To this day, I still experience symptoms of post-traumatic stress disorder (PTSD) related to my long labor. (This is also, apparently, not uncommon: one study has estimated that nearly 17 percent of new moms experience symptoms of postpartum PTSD as a result of having difficult or traumatic births.) In fact, I have flashbacks that prompt me to momentarily believe I’m in labor all over again. It is incredibly painful and traumatizing to be told, over and over again, that the thing that caused these flashbacks wasn’t “real,” and therefore wasn't such a big deal.
The people who ask whether or not my labor was "real" also never seem to be satisfied with a simple answer. I cannot just say "yes" and leave it at that. They want additional information. This can quickly turn into prying for incredibly personal details. I have been asked everything from, "Well, what did the doctor say?" to "Exactly how dilated were you?" What should be a simple matter of me sharing my birthing experience turns into something else entirely: an interrogation.

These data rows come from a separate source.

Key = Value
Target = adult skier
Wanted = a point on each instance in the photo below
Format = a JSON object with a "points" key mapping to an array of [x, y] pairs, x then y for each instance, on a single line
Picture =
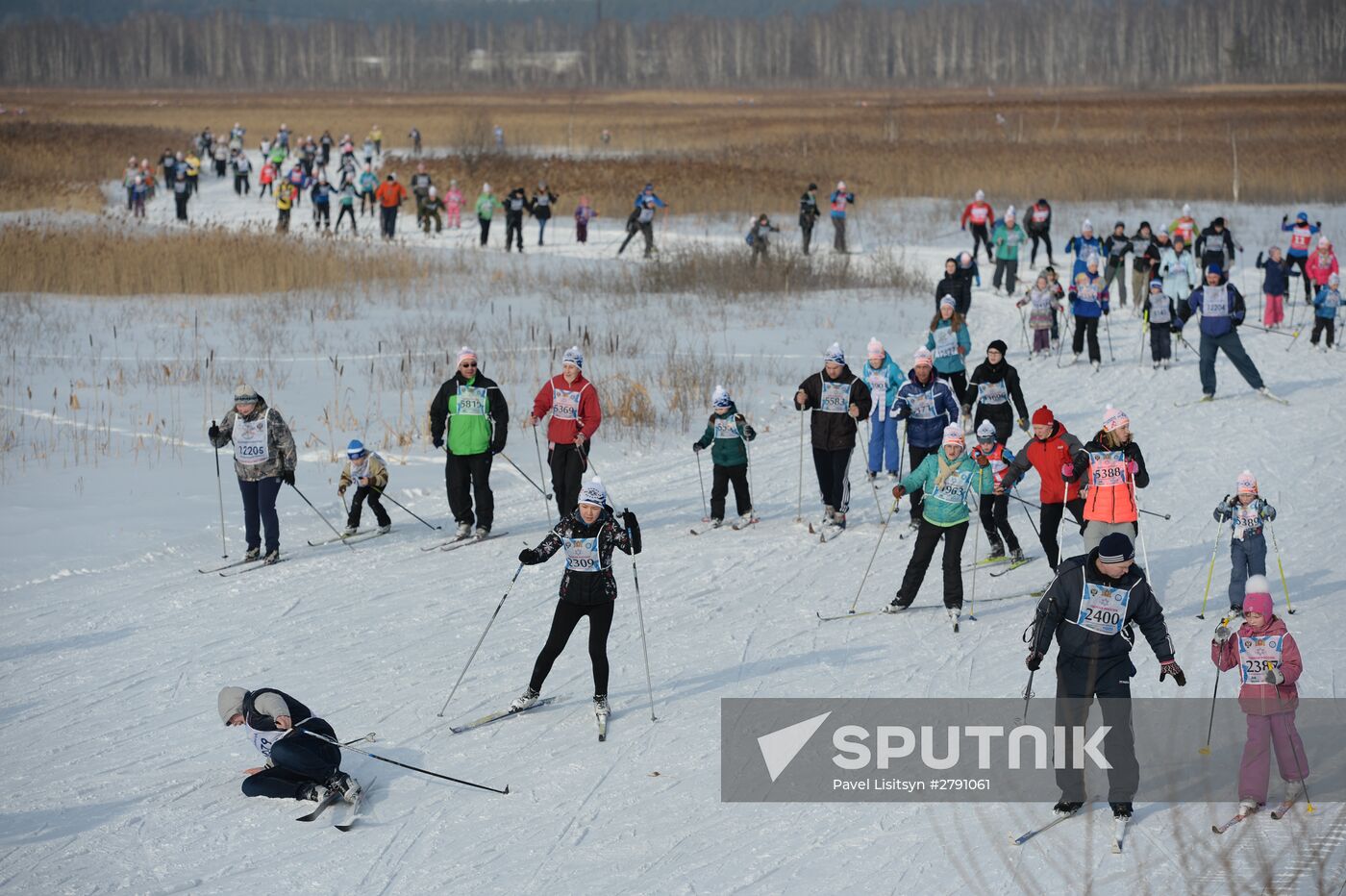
{"points": [[471, 416], [264, 460], [838, 398]]}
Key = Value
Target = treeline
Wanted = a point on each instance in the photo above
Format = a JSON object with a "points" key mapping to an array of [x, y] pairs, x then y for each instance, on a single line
{"points": [[1127, 43]]}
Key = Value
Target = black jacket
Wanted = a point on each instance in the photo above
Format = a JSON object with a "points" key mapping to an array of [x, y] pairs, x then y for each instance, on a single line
{"points": [[834, 431], [1059, 613]]}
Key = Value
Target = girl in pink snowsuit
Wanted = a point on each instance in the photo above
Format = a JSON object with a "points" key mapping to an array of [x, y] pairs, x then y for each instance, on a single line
{"points": [[454, 206], [1268, 662]]}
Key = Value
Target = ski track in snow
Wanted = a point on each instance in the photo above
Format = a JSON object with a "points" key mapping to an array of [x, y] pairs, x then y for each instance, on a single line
{"points": [[123, 781]]}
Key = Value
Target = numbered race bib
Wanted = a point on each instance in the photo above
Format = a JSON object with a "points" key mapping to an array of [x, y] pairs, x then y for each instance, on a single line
{"points": [[726, 428], [582, 555], [992, 393], [1103, 609], [1258, 657], [251, 441], [565, 404], [945, 342], [1214, 302], [1107, 468], [471, 401], [836, 397]]}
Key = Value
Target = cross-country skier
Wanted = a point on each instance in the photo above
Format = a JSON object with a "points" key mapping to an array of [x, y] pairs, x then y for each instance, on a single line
{"points": [[1089, 609], [587, 535], [727, 435], [264, 460], [575, 417], [470, 413], [838, 398], [298, 764]]}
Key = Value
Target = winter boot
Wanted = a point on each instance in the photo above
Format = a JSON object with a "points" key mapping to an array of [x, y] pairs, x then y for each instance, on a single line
{"points": [[524, 701]]}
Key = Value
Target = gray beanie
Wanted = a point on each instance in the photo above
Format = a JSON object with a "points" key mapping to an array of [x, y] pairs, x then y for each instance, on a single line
{"points": [[231, 703]]}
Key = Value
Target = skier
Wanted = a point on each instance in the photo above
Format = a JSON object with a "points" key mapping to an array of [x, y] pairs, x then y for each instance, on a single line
{"points": [[1090, 607], [1116, 470], [998, 385], [840, 400], [1275, 286], [727, 435], [993, 506], [1245, 511], [929, 405], [1114, 249], [575, 417], [1087, 303], [264, 459], [979, 214], [1268, 663], [369, 474], [1221, 309], [1158, 316], [946, 478], [298, 765], [470, 413], [1050, 450], [884, 377], [838, 199], [955, 284], [810, 214], [587, 533], [1039, 228], [1326, 303], [951, 340], [1007, 239]]}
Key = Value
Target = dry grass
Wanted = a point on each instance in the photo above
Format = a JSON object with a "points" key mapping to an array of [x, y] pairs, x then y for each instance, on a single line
{"points": [[717, 152], [204, 261]]}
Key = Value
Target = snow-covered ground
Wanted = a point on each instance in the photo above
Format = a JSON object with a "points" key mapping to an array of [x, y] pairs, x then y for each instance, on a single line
{"points": [[113, 646]]}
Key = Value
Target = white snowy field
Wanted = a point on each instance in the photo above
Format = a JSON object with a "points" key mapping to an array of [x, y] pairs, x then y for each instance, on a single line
{"points": [[113, 646]]}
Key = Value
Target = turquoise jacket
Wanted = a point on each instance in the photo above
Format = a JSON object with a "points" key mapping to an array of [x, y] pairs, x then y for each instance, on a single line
{"points": [[951, 363], [948, 505]]}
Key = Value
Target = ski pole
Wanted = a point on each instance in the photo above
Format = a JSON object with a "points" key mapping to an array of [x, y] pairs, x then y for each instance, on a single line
{"points": [[1282, 566], [537, 447], [865, 576], [639, 613], [320, 517], [473, 656], [1210, 575], [219, 490], [393, 761]]}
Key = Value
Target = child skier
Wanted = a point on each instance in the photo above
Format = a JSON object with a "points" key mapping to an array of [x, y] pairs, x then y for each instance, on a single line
{"points": [[727, 434], [587, 535], [1268, 663], [1159, 316], [367, 471]]}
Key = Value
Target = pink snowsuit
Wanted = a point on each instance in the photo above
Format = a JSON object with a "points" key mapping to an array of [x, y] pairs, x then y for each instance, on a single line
{"points": [[1269, 708]]}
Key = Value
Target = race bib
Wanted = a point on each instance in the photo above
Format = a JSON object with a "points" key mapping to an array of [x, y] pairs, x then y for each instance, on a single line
{"points": [[565, 404], [836, 397], [582, 555], [1258, 657], [251, 441], [471, 401], [1103, 609], [945, 342], [1107, 468], [992, 393]]}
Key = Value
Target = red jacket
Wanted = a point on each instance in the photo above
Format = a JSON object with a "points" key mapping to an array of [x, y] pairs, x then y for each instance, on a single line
{"points": [[574, 405]]}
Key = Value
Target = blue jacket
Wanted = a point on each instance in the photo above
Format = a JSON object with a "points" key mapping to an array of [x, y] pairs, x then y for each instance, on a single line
{"points": [[951, 363], [887, 378], [1328, 302], [1213, 323], [928, 410]]}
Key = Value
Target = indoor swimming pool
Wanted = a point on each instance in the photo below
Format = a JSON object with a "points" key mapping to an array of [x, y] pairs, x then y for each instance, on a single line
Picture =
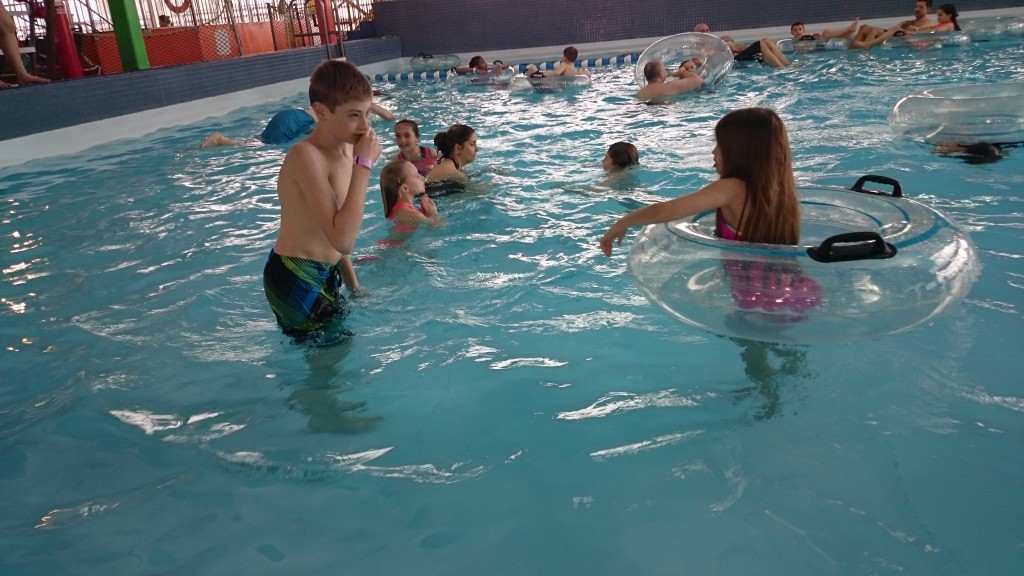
{"points": [[510, 403]]}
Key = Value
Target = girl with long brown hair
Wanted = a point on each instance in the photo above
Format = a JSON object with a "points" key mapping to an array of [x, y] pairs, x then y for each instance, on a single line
{"points": [[755, 197]]}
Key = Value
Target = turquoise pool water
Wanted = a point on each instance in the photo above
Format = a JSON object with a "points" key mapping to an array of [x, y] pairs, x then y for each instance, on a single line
{"points": [[517, 407]]}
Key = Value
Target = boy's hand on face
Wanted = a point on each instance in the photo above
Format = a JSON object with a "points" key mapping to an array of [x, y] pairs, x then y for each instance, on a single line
{"points": [[369, 146]]}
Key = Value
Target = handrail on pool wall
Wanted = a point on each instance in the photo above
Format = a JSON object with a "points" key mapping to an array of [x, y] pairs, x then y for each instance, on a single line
{"points": [[71, 139]]}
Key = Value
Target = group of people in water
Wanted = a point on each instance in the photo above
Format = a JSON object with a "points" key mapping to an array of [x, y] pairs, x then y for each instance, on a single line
{"points": [[663, 83], [323, 182]]}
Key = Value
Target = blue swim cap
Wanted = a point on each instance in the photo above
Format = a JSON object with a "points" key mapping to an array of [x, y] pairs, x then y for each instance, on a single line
{"points": [[288, 125]]}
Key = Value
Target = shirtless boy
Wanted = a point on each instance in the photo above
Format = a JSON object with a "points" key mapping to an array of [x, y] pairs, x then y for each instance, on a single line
{"points": [[657, 88], [869, 36], [564, 68], [323, 189]]}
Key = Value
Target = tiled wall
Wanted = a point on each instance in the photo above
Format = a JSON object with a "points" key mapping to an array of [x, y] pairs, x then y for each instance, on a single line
{"points": [[410, 27], [39, 109], [443, 27]]}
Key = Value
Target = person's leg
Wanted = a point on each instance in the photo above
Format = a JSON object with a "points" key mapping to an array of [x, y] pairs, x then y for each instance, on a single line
{"points": [[844, 33], [11, 51], [771, 55], [216, 139], [875, 40]]}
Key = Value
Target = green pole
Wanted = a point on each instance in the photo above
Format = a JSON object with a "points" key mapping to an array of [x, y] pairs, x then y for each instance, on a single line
{"points": [[128, 33]]}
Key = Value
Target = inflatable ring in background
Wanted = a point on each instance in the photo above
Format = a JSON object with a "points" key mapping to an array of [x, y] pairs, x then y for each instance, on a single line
{"points": [[928, 40], [491, 79], [870, 264], [810, 44], [178, 9], [986, 29], [673, 50], [962, 115], [424, 62], [549, 83]]}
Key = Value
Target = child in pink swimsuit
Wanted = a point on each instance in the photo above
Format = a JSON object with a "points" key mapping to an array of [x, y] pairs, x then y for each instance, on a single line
{"points": [[755, 200], [400, 183]]}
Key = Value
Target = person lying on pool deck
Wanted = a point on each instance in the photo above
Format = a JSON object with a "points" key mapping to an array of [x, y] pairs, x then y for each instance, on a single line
{"points": [[564, 68], [764, 50]]}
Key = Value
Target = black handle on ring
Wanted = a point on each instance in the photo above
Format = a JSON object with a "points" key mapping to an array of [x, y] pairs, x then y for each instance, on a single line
{"points": [[852, 246], [859, 186]]}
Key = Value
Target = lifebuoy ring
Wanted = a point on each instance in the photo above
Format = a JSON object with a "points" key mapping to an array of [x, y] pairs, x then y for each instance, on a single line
{"points": [[178, 8], [962, 115], [714, 53], [871, 264]]}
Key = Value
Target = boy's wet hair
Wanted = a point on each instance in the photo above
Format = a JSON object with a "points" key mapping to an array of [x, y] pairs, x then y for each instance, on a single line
{"points": [[337, 82], [652, 69], [624, 155]]}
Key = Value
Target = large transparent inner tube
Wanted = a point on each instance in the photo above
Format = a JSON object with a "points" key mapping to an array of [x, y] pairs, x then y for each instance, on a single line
{"points": [[992, 28], [962, 115], [549, 83], [790, 297], [715, 54]]}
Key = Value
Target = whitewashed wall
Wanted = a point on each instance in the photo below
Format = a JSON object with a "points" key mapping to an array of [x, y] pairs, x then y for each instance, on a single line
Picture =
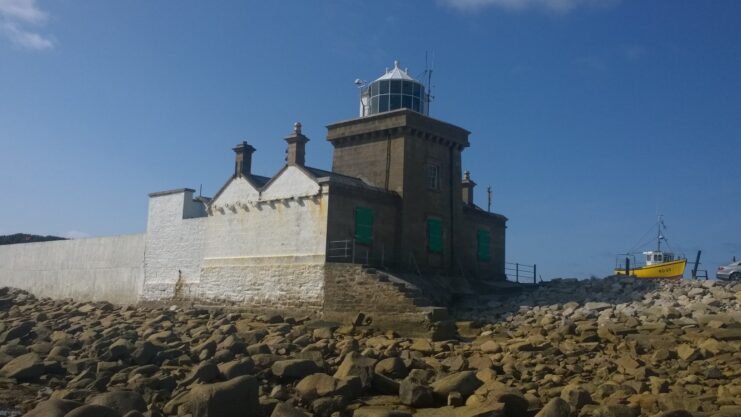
{"points": [[238, 190], [174, 246], [107, 268], [267, 252], [289, 219]]}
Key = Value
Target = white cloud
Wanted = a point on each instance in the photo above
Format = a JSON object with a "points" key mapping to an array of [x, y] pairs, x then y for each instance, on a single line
{"points": [[557, 6], [15, 18]]}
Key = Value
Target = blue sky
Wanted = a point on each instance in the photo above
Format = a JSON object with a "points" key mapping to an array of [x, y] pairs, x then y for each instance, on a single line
{"points": [[588, 117]]}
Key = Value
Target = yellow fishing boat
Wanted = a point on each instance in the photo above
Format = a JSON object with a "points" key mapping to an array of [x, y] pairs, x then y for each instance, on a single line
{"points": [[659, 263]]}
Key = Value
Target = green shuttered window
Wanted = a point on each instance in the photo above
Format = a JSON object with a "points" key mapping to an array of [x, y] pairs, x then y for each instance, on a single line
{"points": [[363, 225], [435, 235], [482, 245]]}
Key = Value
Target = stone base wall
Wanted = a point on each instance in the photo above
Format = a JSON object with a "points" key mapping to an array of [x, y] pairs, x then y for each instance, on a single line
{"points": [[282, 283]]}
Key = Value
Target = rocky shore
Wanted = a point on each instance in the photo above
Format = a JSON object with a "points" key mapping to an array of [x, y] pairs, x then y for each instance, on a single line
{"points": [[611, 347]]}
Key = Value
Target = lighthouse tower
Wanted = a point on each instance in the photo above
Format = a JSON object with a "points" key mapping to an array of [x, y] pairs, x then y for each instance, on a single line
{"points": [[395, 89]]}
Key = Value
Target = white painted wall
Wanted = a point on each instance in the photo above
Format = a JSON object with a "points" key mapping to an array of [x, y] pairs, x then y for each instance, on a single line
{"points": [[292, 182], [238, 190], [174, 246], [107, 268]]}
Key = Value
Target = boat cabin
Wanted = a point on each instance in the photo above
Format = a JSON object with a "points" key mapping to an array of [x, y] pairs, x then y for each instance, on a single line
{"points": [[657, 257]]}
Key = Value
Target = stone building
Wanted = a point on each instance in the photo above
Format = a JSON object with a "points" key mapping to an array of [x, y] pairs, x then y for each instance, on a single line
{"points": [[388, 229]]}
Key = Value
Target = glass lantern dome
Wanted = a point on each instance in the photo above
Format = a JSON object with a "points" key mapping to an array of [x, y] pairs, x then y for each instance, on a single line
{"points": [[394, 90]]}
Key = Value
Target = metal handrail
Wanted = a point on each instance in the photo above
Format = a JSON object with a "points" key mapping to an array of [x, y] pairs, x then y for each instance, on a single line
{"points": [[525, 271]]}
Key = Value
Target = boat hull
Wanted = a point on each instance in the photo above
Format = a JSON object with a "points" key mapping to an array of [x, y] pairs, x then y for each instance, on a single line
{"points": [[673, 269]]}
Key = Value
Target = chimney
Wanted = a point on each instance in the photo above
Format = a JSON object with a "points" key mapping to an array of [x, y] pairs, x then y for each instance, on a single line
{"points": [[243, 159], [296, 152], [467, 186]]}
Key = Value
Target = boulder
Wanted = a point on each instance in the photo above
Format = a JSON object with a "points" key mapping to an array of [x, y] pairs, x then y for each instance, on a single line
{"points": [[414, 394], [556, 407], [576, 396], [358, 365], [379, 412], [285, 410], [121, 401], [294, 368], [677, 413], [236, 368], [463, 382], [93, 410], [28, 367], [323, 385], [238, 396], [392, 367], [52, 408]]}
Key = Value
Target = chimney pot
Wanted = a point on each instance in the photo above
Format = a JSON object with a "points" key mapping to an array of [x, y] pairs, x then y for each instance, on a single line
{"points": [[467, 186], [243, 159], [296, 150]]}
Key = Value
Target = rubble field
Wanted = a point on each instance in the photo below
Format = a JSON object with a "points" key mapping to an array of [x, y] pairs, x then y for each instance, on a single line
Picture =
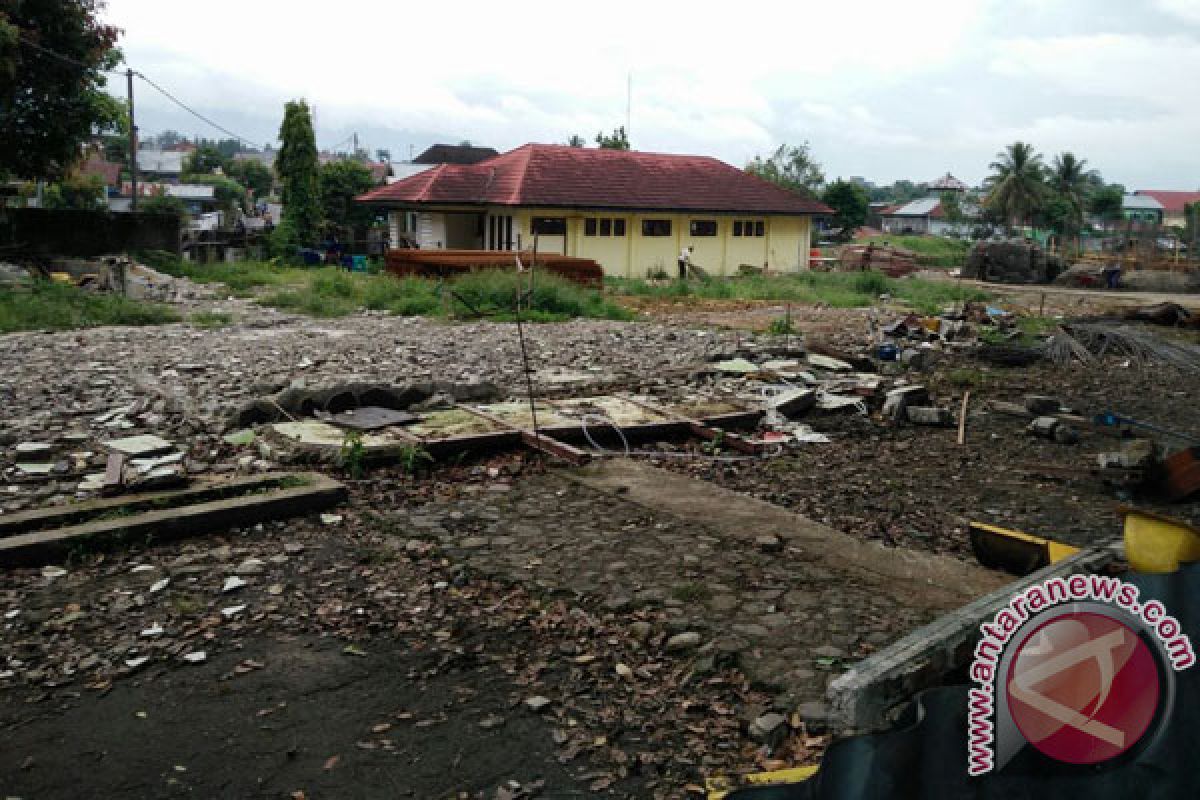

It shouldn't have to be like that. I should be able to share my birth story, as unusual and painful as it is, without having to constantly defend its authenticity. We should be able to just listen to each other, to hold space for all of the ways that labor and birth can be messy and complicated and confusing and weird, without holding those experiences up to a microscope.
So please, do me and every other person who has ever given birth a favor: The next time someone tells you a birth story that sounds incredible, stop yourself before you pick it apart. If someone's labor and birth sounds like too much to be true, they probably feel even more overwhelmed by it than you do. Just say, "Oh, wow, that sounds intense!" and leave it at that.